Consecuencia inmediata de tal lógica fueron los azotes que la religiosa se administró, maltratando tan sin piedad sus hermosos hombros y espaldas, que si alguien la viera se habría apresurado a impedir tal desafuero contra una de las más bellas obras del autor de todas las cosas y carnes. Parte de la noche estuvo en vela la madre, orando con fervor, y al día siguiente púsolo todo en conocimiento de su confesor, de quien recibió absolución completa y los más saludables consuelos. Más tranquila después del acto religioso, sor Teodora rogó a la madre abadesa que la impusiera una tarea cualquiera, aunque fuese de las más penosas. La madre abadesa mandole que barriese todo el claustro, y apenas cogiera sor Teodora la escoba para dar principio a su obra, vio aparecer a Tilín, que de la sacristía salió con una espuerta de herramientas y algunos pedazos de madera. Pareciole tan horrible y repugnante, que bien pudo conocer Pepet el espanto que causaba en el ánimo de la señora. Quiso esta retirarse; pero él le dijo:

—Una palabra, señora, pues va en ello la salvación de mi alma.

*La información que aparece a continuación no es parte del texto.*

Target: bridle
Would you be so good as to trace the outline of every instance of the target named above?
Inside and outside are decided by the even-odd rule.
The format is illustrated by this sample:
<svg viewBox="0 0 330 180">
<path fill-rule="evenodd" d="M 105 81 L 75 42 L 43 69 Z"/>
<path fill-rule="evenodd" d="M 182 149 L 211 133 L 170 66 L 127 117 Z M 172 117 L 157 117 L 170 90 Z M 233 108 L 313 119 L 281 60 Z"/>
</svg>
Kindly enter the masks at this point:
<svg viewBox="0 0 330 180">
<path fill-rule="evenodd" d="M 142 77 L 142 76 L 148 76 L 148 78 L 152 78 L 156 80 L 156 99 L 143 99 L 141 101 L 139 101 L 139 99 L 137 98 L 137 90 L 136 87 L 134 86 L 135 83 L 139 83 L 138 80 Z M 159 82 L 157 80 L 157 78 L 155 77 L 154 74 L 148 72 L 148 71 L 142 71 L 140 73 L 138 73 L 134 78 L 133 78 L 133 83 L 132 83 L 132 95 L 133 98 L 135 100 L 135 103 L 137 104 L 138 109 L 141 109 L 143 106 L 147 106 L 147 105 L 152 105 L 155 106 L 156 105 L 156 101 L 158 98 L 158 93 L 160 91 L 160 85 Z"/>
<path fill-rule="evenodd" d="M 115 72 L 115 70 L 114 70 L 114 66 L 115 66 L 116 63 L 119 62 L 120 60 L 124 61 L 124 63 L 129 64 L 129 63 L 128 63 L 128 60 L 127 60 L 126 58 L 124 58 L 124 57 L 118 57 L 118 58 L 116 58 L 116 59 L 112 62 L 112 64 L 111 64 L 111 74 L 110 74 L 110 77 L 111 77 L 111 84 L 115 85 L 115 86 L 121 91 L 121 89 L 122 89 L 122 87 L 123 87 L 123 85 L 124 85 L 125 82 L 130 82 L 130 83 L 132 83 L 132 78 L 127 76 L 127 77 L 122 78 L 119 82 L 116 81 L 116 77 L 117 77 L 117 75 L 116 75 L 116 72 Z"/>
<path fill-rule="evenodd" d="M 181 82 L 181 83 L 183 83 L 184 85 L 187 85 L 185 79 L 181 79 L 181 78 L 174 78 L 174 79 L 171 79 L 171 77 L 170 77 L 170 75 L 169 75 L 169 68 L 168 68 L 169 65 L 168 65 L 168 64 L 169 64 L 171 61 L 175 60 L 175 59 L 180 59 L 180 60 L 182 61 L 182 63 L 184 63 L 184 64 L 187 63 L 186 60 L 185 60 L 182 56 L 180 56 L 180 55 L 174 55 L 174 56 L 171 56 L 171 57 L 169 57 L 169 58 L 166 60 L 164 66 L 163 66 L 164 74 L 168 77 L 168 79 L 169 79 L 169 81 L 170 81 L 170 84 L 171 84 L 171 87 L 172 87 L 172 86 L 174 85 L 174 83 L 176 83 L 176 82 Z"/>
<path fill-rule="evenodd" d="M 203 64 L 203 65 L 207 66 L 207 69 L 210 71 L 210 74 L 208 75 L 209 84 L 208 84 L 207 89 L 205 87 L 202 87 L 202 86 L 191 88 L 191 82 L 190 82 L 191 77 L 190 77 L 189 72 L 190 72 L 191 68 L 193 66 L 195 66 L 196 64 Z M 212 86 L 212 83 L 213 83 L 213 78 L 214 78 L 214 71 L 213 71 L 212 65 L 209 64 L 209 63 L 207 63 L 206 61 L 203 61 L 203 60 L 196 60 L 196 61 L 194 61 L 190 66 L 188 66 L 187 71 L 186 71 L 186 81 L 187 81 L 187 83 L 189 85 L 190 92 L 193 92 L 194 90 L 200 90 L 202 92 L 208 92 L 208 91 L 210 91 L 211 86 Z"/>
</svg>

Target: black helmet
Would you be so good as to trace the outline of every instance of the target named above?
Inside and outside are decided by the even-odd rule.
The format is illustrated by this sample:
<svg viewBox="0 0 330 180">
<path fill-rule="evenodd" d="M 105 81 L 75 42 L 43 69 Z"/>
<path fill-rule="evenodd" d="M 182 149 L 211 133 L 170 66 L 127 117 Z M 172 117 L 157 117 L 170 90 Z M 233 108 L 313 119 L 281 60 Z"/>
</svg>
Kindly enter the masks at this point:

¡La salvación de su alma! Esto era motivo bastante para no huir. A veces una palabra basta a llenar de gracia un corazón y salvar un alma. Si ella podía decir esa palabra, ¿por qué no decirla? La de Aransis no era gazmoña.

—La madre abadesa me ha mandado que clave estas tablas en la puerta —dijo Tilín—. Dios me depara por un instante la compañía de la persona que más amo en el mundo. Señora, si usted no me oye y se va...

Al decir esto, Tilín fijó sus ojos de fuego en el semblante de la asustada monja, y al mismo tiempo mostró un cuchillo enorme que con las otras herramientas tenía.

—¿Qué?... —murmuró ella.

—Si usted se va y no me oye, ahora mismo me parto el corazón con este cuchillo y acabo para siempre.

Diciéndolo mostraba el filo del arma.

Sor Teodora tembló de espanto y no se atrevió a moverse. Veía a Tilín en las agonías de la muerte; veía el convento manchado por la sangre de un suicida, y el horrible escándalo que había de seguir a este hecho. Más muerta que viva tomó su escoba y se puso a barrer a pocos pasos del dragón.